# help: 97 Altima GXE idle problems



## joyosnow (Oct 26, 2010)

when it idle for a light, the engine begin to click and knock, and the RPM change up and down, and the whole car is shaking, it looks like it will die. it dies before. After doing the following change, it does not die on me so easy like before, but it runs very rough if it idles.
So far changing fuel filter, EGR Valve, spark plug and wire, distributor cap and rotor, intake mainfold gasket.
help please.
Thanks.


----------



## The Gambit X (Nov 5, 2010)

adjust your distributor. it may be too retarded and may need to be advanced


----------



## smj999smj (Jan 1, 2006)

Timing shouldn't fall out of adjustment on it's own. If it is way out of adjustment, I would look for a jumped timing chain. Would also recommend a compression and cylinder leakdwon test.


----------



## The Gambit X (Nov 5, 2010)

it may also be a vacuum leak. check your vacuum lines to see if they're broken, torn, disconnected


----------



## joyosnow (Oct 26, 2010)

Did a check and found that there are oil leak from the distributor, may be distributor O-ring bad (search online).
I am wondering if I just pull out the distributor (not disconnect the wire and rotor) and replace O-ring, will I mess up the timing?

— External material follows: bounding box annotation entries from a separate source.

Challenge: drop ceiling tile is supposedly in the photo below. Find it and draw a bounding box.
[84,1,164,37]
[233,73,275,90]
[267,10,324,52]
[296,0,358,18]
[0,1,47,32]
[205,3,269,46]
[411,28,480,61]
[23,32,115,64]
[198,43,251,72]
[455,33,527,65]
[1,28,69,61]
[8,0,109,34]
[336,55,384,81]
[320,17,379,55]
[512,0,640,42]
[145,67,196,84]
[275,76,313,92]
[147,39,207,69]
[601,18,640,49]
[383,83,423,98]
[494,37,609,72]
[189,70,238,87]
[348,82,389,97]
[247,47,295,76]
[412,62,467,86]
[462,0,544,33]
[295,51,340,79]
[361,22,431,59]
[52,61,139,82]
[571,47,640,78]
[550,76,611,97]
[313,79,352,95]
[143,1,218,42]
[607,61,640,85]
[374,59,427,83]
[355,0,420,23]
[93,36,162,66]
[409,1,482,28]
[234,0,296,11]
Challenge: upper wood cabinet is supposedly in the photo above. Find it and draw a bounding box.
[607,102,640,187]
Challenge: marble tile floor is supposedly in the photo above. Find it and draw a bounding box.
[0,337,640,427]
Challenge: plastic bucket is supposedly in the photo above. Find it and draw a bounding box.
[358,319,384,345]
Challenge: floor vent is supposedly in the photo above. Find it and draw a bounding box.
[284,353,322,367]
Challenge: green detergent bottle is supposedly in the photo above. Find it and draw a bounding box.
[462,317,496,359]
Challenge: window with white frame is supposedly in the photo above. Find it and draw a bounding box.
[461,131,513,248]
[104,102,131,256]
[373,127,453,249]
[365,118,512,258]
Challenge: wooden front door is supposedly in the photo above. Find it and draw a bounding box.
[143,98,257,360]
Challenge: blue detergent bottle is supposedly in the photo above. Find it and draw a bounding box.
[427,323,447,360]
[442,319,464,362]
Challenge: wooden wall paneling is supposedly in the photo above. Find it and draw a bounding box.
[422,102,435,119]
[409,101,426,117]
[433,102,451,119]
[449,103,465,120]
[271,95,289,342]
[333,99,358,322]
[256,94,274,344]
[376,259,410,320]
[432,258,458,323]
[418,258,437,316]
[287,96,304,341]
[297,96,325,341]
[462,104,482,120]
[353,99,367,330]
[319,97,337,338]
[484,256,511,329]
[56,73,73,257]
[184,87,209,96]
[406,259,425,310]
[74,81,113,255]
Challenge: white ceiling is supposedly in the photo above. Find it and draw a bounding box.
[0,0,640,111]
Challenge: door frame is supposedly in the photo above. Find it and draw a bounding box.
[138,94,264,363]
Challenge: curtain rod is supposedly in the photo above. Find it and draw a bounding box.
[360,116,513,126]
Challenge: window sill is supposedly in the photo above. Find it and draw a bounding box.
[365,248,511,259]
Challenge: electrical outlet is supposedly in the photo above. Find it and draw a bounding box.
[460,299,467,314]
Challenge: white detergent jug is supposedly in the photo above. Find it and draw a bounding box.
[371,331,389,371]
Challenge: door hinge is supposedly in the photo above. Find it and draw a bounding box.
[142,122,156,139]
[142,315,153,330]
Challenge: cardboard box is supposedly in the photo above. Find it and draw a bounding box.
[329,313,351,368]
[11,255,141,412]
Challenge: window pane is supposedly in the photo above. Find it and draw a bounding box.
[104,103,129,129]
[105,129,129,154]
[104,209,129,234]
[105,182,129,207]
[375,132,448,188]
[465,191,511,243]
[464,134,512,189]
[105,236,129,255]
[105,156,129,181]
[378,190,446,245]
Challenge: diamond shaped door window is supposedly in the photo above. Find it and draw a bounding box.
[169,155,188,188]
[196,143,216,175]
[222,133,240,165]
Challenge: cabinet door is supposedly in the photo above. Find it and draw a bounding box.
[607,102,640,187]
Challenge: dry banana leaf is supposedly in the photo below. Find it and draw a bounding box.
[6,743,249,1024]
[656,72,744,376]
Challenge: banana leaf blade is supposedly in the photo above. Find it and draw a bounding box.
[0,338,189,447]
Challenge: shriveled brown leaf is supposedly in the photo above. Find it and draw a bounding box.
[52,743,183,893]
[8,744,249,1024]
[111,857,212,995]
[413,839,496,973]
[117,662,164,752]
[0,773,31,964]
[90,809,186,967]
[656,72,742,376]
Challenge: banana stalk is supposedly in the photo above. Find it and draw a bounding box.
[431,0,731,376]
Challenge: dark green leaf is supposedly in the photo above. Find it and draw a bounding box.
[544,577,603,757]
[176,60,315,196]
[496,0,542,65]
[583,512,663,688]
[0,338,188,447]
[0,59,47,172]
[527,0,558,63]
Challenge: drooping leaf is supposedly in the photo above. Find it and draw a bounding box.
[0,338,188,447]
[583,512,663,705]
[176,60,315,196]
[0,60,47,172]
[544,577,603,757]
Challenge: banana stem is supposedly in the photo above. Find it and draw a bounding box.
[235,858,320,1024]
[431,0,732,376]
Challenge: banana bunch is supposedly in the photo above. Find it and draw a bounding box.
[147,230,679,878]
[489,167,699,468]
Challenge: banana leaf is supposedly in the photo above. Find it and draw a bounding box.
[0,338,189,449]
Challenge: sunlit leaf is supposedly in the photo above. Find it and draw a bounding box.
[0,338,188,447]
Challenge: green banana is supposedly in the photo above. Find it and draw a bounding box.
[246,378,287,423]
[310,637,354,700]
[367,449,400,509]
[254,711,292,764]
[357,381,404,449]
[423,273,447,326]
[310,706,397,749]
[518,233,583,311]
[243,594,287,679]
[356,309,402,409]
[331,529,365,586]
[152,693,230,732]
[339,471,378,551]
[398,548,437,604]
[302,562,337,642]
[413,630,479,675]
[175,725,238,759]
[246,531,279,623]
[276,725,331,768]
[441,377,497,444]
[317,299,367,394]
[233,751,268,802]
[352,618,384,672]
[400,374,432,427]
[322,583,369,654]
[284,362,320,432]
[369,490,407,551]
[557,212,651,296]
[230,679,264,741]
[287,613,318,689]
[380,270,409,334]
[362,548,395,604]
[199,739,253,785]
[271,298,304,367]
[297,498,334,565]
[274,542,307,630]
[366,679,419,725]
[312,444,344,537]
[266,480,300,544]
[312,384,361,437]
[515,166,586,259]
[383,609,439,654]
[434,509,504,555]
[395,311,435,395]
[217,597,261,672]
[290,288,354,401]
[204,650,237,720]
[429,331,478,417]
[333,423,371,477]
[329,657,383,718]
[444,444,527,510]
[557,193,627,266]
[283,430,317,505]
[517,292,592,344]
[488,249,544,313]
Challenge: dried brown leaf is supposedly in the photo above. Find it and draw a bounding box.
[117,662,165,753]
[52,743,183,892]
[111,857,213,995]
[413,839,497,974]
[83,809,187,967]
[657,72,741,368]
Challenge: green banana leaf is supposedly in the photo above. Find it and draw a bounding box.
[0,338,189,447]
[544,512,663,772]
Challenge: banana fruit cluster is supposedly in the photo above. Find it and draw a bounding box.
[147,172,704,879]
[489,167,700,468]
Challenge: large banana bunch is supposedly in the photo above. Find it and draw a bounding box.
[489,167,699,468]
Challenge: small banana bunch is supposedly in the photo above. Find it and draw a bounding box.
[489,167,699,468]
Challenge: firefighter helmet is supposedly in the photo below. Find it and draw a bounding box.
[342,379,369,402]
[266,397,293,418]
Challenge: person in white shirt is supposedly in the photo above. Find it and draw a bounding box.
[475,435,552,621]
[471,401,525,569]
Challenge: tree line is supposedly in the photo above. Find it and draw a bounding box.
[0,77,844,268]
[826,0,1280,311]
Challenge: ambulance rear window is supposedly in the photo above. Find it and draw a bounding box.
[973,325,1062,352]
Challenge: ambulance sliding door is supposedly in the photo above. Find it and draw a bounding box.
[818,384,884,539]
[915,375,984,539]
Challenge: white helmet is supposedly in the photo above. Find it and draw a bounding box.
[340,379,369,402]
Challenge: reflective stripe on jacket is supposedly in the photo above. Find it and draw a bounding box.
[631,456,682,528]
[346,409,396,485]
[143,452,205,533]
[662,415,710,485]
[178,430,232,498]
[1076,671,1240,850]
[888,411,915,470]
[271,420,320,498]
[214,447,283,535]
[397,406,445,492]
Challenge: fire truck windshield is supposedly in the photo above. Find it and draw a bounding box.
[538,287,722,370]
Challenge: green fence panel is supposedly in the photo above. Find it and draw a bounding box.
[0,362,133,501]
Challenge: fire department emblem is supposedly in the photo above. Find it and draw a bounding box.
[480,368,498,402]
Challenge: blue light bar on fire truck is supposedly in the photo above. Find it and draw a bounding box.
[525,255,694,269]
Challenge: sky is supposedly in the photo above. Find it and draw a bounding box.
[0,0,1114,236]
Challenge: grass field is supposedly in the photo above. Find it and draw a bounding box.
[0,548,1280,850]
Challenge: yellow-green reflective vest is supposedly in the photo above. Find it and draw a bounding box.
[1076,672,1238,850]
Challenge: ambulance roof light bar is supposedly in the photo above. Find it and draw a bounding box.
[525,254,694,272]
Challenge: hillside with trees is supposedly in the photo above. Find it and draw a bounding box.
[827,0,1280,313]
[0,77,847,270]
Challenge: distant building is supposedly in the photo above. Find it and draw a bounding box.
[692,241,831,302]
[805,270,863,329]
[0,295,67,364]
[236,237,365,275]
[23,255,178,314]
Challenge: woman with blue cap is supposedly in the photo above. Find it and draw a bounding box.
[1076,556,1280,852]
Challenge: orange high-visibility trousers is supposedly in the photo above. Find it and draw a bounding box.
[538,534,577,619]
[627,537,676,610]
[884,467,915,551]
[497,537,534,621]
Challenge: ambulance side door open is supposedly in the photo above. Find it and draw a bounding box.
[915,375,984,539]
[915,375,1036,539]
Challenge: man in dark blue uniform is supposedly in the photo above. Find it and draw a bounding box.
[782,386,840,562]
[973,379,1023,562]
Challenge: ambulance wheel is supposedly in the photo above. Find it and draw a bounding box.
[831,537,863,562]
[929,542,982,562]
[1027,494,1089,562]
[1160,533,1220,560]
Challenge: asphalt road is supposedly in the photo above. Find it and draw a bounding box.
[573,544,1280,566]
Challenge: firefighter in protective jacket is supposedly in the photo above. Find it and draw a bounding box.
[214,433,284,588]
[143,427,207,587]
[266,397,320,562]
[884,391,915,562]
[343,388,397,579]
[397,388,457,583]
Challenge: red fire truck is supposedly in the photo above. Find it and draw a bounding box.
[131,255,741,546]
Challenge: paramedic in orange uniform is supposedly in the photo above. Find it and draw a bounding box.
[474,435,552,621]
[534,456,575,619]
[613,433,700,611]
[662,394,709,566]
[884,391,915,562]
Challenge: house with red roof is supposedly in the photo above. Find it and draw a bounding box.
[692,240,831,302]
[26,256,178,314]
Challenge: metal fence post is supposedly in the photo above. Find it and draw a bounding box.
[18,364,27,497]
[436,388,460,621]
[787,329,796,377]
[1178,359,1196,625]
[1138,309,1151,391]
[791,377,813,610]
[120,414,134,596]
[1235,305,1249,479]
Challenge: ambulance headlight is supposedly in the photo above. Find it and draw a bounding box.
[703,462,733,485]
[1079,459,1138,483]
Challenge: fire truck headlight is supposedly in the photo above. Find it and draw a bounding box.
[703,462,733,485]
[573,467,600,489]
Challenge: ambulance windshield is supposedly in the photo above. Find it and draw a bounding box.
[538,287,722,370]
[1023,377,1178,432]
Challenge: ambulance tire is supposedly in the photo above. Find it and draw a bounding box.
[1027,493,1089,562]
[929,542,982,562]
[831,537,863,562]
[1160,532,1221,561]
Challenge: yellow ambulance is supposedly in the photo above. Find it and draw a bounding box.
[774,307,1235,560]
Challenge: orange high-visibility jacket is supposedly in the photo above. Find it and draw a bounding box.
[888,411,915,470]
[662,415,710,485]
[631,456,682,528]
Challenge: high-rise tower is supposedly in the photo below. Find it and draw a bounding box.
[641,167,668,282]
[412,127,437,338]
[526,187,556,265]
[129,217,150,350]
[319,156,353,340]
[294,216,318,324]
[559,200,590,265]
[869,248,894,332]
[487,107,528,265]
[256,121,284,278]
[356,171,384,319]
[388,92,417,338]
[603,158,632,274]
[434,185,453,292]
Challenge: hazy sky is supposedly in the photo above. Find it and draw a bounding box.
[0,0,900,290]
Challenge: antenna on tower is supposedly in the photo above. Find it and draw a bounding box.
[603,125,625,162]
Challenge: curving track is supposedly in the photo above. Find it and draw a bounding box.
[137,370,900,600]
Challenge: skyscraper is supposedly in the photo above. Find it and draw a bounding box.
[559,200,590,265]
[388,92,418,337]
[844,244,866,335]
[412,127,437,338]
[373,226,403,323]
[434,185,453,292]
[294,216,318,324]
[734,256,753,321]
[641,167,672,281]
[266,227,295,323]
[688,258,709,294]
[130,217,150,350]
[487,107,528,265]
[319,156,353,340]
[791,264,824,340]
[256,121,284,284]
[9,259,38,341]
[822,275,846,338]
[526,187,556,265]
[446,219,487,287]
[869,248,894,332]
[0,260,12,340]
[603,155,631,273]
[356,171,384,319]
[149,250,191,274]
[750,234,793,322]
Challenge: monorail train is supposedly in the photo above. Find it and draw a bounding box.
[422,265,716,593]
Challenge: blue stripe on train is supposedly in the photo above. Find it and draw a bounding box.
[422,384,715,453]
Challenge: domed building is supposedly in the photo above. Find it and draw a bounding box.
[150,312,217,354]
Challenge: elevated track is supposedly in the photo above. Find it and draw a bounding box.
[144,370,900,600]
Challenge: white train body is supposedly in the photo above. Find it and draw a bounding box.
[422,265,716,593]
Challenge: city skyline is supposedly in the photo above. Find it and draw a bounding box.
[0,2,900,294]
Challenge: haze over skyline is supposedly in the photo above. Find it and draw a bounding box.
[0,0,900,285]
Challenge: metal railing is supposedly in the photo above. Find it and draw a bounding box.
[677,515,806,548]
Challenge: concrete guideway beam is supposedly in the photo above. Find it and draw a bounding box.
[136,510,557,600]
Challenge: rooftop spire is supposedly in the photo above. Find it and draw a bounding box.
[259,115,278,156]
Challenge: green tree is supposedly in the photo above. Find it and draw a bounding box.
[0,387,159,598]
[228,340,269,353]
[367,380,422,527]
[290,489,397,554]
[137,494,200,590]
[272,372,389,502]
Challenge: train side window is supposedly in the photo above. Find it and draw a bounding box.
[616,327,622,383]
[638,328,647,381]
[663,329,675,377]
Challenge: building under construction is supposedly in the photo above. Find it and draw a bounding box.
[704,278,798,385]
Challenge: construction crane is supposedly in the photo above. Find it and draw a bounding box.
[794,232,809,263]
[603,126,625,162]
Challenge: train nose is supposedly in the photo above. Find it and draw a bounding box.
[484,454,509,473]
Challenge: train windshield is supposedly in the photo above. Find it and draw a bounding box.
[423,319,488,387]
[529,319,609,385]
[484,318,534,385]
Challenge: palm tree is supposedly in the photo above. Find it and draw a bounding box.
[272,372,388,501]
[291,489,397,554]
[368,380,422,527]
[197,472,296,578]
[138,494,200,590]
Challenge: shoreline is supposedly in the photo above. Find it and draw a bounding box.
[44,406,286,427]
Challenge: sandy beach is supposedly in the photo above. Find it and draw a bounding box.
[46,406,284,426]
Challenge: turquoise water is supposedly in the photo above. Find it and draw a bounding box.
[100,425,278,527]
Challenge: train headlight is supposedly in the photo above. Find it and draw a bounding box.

Because I read a lot of threads which mention timing problem if replacing the whole distributor.
Thanks.


----------



## jdg (Aug 27, 2009)

Make a single continuous scribe mark on the head and the distributor that line up with each other. That way when you pull the thing out you can stab it back in the same way you took it out. That's not to say it isn't out of whack a bit in the first place, but it should get you right back to where you were when you started.
And get some tape and mark the wires and pull them off so you know where they went beforehand. It'll make the job a lot easier.


----------



## joyosnow (Oct 26, 2010)

Thank you very much for your reply.
you said: "Make a single continuous scribe mark on the head and the distributor that line up with each other."
It means I draw a line from head to the distributor first. After I done the replacement, I just need rotate the distributor a little bit to line up with each other by match the line again. Is my understanding right? Thanks.


----------



## smj999smj (Jan 1, 2006)

There are two seals on the distributor. The "O" seal that goes on the distributor where it slides into the head is replaceable, but will not cause the engine to run bad when it leaks. The internal seal will allow oil into the distributor and contaminate the signal plate and sensor. To replace this seal, you need to replace the distributor assy.


----------